オブジェクト指向開発において、システムの「静的な構造」を記述する最も代表的な図。クラス(データの集合と処理)を箱形で描き、その中の属性(データ)と操作(関数)、およびクラス同士の関連、継承、集約などの関係を線で表現する。データベース設計のER図に近い役割も果たす。
くわしく
システムの「設計図」の中核であり、プログラムの構造を決定づける図である。
1.クラスの構成:図中の1つの箱は、上段に「クラス名」、中段に「属性(プロパティ)」、下段に「操作(メソッド)」を記述する。例えば「社員クラス」なら、属性に「氏名」、操作に「給与を計算する」といった内容が書かれる。
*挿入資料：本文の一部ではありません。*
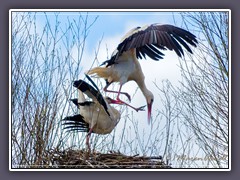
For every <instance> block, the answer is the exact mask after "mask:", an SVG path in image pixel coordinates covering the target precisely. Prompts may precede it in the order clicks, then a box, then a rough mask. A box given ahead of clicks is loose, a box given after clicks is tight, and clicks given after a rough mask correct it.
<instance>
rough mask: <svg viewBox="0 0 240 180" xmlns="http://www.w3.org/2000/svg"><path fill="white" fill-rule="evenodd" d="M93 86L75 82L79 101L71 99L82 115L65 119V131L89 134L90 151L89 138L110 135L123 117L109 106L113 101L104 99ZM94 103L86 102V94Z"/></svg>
mask: <svg viewBox="0 0 240 180" xmlns="http://www.w3.org/2000/svg"><path fill="white" fill-rule="evenodd" d="M87 78H88V79H89V80H90V81H91V82H92V84H93V86H94V87H95V88H94V87H93V86H91V85H90V84H88V83H86V82H85V81H83V80H78V81H74V83H73V86H74V87H76V88H77V89H78V94H79V97H78V99H71V101H72V102H73V103H74V104H75V105H77V107H78V108H79V109H80V114H77V115H74V116H67V117H65V118H64V119H63V121H64V123H63V125H64V126H65V127H64V129H68V130H70V131H80V132H88V134H87V138H86V145H87V146H88V149H89V150H90V145H89V138H90V135H91V133H96V134H108V133H111V131H112V130H113V129H114V128H115V127H116V125H117V124H118V122H119V120H120V118H121V115H120V113H119V111H118V110H117V109H115V108H114V107H112V106H111V105H109V104H110V103H112V99H111V98H109V97H106V98H104V97H103V96H102V95H101V93H100V91H99V89H98V88H97V86H96V85H95V84H94V82H93V81H92V80H91V79H90V77H88V76H87ZM83 93H84V94H86V95H87V96H88V97H89V98H91V99H92V100H93V101H86V99H85V96H84V94H83Z"/></svg>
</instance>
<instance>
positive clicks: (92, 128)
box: [86, 128, 93, 151]
mask: <svg viewBox="0 0 240 180" xmlns="http://www.w3.org/2000/svg"><path fill="white" fill-rule="evenodd" d="M92 130H93V128H91V129H90V130H89V132H88V134H87V139H86V145H87V147H88V150H89V151H91V148H90V144H89V139H90V136H91V133H92Z"/></svg>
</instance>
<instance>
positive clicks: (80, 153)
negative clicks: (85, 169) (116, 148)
mask: <svg viewBox="0 0 240 180" xmlns="http://www.w3.org/2000/svg"><path fill="white" fill-rule="evenodd" d="M50 156H51V158H50V159H51V162H52V163H51V164H52V165H53V166H54V167H55V168H68V169H69V168H79V169H85V168H87V169H89V168H93V169H96V168H98V169H99V168H121V169H122V168H161V169H162V168H171V167H170V166H168V165H166V164H165V163H164V162H163V160H162V157H161V156H157V157H146V156H139V155H138V154H137V155H134V156H127V155H124V154H121V153H120V152H113V151H110V152H109V153H106V154H104V153H100V152H92V153H88V152H87V151H85V150H72V149H68V150H64V151H57V152H56V150H55V151H51V152H50ZM49 167H50V166H49Z"/></svg>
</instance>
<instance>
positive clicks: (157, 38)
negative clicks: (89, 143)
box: [87, 24, 198, 123]
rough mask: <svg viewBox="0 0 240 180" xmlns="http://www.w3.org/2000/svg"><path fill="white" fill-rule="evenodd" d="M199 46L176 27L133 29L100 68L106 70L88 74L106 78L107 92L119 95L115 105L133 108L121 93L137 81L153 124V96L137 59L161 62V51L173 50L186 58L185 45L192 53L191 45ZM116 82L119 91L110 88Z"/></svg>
mask: <svg viewBox="0 0 240 180" xmlns="http://www.w3.org/2000/svg"><path fill="white" fill-rule="evenodd" d="M197 43H198V42H197V39H196V36H195V35H193V34H192V33H190V32H188V31H186V30H184V29H182V28H179V27H176V26H173V25H168V24H166V25H160V24H152V25H150V26H144V27H137V28H134V29H132V30H130V31H129V32H128V33H127V34H126V35H125V36H124V37H123V38H122V40H121V42H120V44H119V45H118V46H117V48H116V50H115V51H114V52H113V54H112V56H111V58H110V59H109V60H106V61H104V62H103V63H102V64H101V66H102V65H105V64H106V66H105V67H96V68H93V69H91V70H89V71H88V72H87V74H89V75H91V74H96V75H97V76H98V77H102V78H104V79H105V80H106V82H107V85H106V86H105V88H104V91H106V92H112V93H117V98H116V101H115V103H118V104H125V105H127V106H130V105H129V104H127V103H126V102H123V101H122V100H120V98H119V96H120V94H124V95H126V96H127V97H128V99H129V100H130V101H131V98H130V95H129V94H127V93H126V92H121V88H122V85H123V84H125V83H126V82H128V81H131V80H133V81H135V82H136V83H137V85H138V86H139V88H140V89H141V91H142V93H143V95H144V96H145V98H146V101H147V107H148V122H149V123H150V119H151V110H152V104H153V99H154V96H153V93H152V92H151V91H150V90H149V89H148V88H147V87H146V85H145V82H144V74H143V72H142V68H141V66H140V63H139V62H138V59H142V58H143V57H144V58H146V56H148V57H150V58H151V59H153V60H155V61H158V60H160V59H163V56H164V54H163V53H162V52H161V51H162V50H174V51H175V53H176V54H177V55H178V56H179V57H182V56H184V52H183V48H182V46H183V47H184V48H185V49H186V50H187V51H188V52H190V53H192V50H191V49H190V47H189V45H188V44H190V45H192V46H194V47H196V45H197ZM113 82H120V88H119V91H111V90H108V89H107V88H108V87H109V85H110V84H111V83H113ZM130 107H132V106H130ZM132 108H133V109H135V110H136V111H138V110H141V107H140V108H134V107H132Z"/></svg>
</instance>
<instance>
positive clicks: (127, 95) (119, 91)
mask: <svg viewBox="0 0 240 180" xmlns="http://www.w3.org/2000/svg"><path fill="white" fill-rule="evenodd" d="M110 84H111V83H108V84H107V85H106V86H105V87H104V88H103V90H104V91H105V92H111V93H118V96H119V95H120V94H124V95H125V96H127V98H128V100H129V101H130V102H131V96H130V95H129V94H128V93H126V92H121V91H120V90H121V88H122V85H120V89H119V91H112V90H108V89H107V88H108V87H109V85H110Z"/></svg>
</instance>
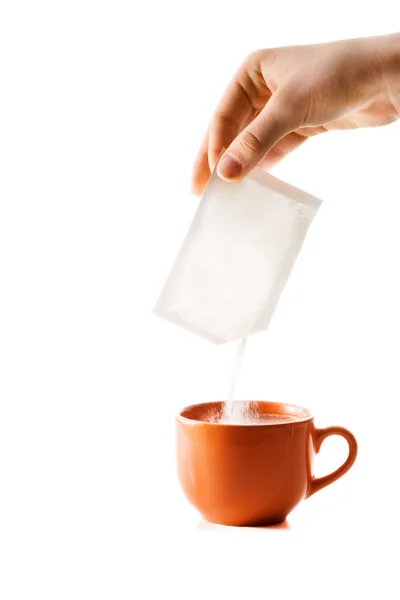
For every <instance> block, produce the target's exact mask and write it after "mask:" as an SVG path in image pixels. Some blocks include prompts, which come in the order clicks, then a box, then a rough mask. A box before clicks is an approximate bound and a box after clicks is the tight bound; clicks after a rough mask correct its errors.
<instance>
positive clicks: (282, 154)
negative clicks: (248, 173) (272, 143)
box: [260, 131, 308, 171]
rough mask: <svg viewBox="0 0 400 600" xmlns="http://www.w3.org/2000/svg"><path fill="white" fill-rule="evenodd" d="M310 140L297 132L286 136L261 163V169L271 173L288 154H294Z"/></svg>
mask: <svg viewBox="0 0 400 600" xmlns="http://www.w3.org/2000/svg"><path fill="white" fill-rule="evenodd" d="M307 139H308V137H307V136H305V135H301V134H299V133H297V132H295V131H293V132H292V133H289V134H288V135H285V137H283V138H282V139H281V140H279V142H278V143H277V144H275V146H274V147H273V148H272V149H271V150H270V151H269V152H268V153H267V154H266V156H265V157H264V158H263V159H262V161H261V162H260V167H262V168H263V169H265V170H266V171H269V169H272V168H273V167H275V165H277V164H278V163H280V162H281V160H283V159H284V158H285V157H286V156H287V155H288V154H290V153H291V152H293V150H295V149H296V148H298V147H299V146H301V144H304V142H305V141H306V140H307Z"/></svg>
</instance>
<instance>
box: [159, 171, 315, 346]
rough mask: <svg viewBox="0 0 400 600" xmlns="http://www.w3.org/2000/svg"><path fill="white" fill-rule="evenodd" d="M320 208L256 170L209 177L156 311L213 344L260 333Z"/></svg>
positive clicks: (271, 176)
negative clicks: (257, 333)
mask: <svg viewBox="0 0 400 600" xmlns="http://www.w3.org/2000/svg"><path fill="white" fill-rule="evenodd" d="M320 204H321V200H319V199H318V198H315V197H314V196H311V195H310V194H307V193H306V192H303V191H302V190H299V189H297V188H295V187H293V186H292V185H289V184H288V183H285V182H284V181H281V180H279V179H277V178H276V177H273V176H272V175H270V174H269V173H267V172H265V171H263V170H262V169H260V168H257V169H255V170H254V171H252V172H251V173H250V174H249V175H248V176H247V177H245V178H244V179H242V180H241V181H234V182H229V183H228V182H226V181H223V180H222V179H221V178H220V177H218V175H217V174H216V172H214V173H213V175H212V176H211V179H210V181H209V183H208V185H207V188H206V190H205V192H204V194H203V197H202V199H201V201H200V204H199V207H198V210H197V212H196V214H195V217H194V219H193V221H192V224H191V227H190V229H189V232H188V234H187V236H186V239H185V241H184V243H183V245H182V247H181V249H180V251H179V253H178V256H177V259H176V261H175V264H174V266H173V268H172V271H171V273H170V275H169V277H168V279H167V281H166V283H165V286H164V289H163V290H162V293H161V295H160V298H159V300H158V302H157V304H156V307H155V309H154V312H155V314H156V315H158V316H160V317H163V318H164V319H167V320H169V321H172V322H173V323H176V324H177V325H180V326H181V327H184V328H186V329H188V330H189V331H191V332H193V333H196V334H198V335H200V336H202V337H203V338H206V339H207V340H209V341H211V342H214V343H217V344H220V343H224V342H228V341H231V340H236V339H239V338H244V337H247V336H249V335H251V334H253V333H256V332H259V331H262V330H264V329H266V328H267V327H268V324H269V322H270V320H271V317H272V315H273V312H274V310H275V307H276V305H277V302H278V300H279V297H280V295H281V292H282V290H283V288H284V286H285V284H286V282H287V280H288V277H289V275H290V272H291V270H292V268H293V265H294V263H295V261H296V258H297V256H298V254H299V252H300V249H301V246H302V244H303V241H304V238H305V236H306V233H307V230H308V228H309V226H310V224H311V222H312V220H313V218H314V217H315V215H316V212H317V210H318V208H319V206H320Z"/></svg>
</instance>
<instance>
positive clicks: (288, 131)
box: [217, 92, 301, 180]
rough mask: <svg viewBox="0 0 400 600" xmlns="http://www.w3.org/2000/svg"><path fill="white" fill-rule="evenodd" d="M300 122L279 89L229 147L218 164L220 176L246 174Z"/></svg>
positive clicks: (233, 177) (217, 170)
mask: <svg viewBox="0 0 400 600" xmlns="http://www.w3.org/2000/svg"><path fill="white" fill-rule="evenodd" d="M300 125H301V123H299V124H298V123H296V122H295V118H294V111H291V110H289V102H285V101H284V99H283V94H282V93H278V92H276V93H275V94H273V95H272V96H271V98H270V100H269V101H268V102H267V104H266V105H265V107H264V108H263V110H262V111H261V112H260V114H259V115H258V116H257V117H256V118H255V119H254V121H252V122H251V123H250V125H248V127H246V129H244V130H243V131H242V132H241V133H240V134H239V135H238V136H237V137H236V139H235V140H234V141H233V142H232V143H231V145H230V146H229V148H228V149H227V150H226V152H225V153H224V155H223V156H222V158H221V160H220V161H219V163H218V167H217V173H218V175H219V176H220V177H221V178H222V179H227V180H231V179H240V178H241V177H244V175H246V174H247V173H249V171H251V169H253V168H254V167H256V166H257V165H258V164H259V163H260V162H261V160H262V159H263V158H264V156H265V155H266V154H267V152H269V151H270V150H271V148H273V147H274V146H275V144H276V143H277V142H279V140H280V139H281V138H283V137H284V136H285V135H287V134H288V133H291V132H292V131H294V130H295V129H297V128H298V127H299V126H300Z"/></svg>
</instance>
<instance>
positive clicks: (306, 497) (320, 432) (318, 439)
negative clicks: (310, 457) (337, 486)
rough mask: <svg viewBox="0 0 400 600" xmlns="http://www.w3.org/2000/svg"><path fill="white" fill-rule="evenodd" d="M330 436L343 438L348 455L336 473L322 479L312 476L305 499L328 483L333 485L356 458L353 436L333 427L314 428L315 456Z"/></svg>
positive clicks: (307, 497)
mask: <svg viewBox="0 0 400 600" xmlns="http://www.w3.org/2000/svg"><path fill="white" fill-rule="evenodd" d="M330 435H340V436H342V437H344V439H345V440H346V442H347V443H348V445H349V454H348V456H347V458H346V460H345V461H344V463H343V464H342V465H341V466H340V467H339V468H338V469H336V471H333V473H329V475H325V476H324V477H314V476H313V478H312V480H311V483H310V486H309V488H308V491H307V494H306V498H309V497H310V496H312V494H315V492H318V491H319V490H322V488H324V487H325V486H327V485H329V484H330V483H333V482H334V481H336V480H337V479H339V477H342V475H344V474H345V473H347V471H348V470H349V469H350V467H352V466H353V464H354V461H355V460H356V457H357V442H356V438H355V437H354V435H353V434H352V433H350V431H348V430H347V429H345V428H344V427H335V426H334V427H325V428H324V429H317V428H315V430H314V435H313V438H314V447H315V452H316V453H317V454H318V452H319V450H320V448H321V444H322V442H323V441H324V439H325V438H327V437H329V436H330Z"/></svg>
2.関係性の表現:1対多の関係(多重度)や、「動物クラス」から「犬クラス」が生まれる「継承(IS-A関係)」、部品が組み合わさる「集約」などを線や矢印の形で表す。これにより、コードを書く前にデータの依存関係を整理できる。
3.実務での役割:詳細設計のフェーズで、実際にどのようなプログラムコード(クラス)を作成するかの指示書として機能する。エンジニア間での共通言語となり、大規模開発における認識のズレを防ぐ。また、自動生成ツールを使ってクラス図からコードの雛形を作ることも行われる。
例文
クラス図を用いて「注文」と「注文明細」が1対多の関係であることを定義し、DB設計に繋げた。
過去問での出題状況
直近29回分の過去問(全2,900問)を解析した結果、1回登場しています(出題された年度: 1年度)。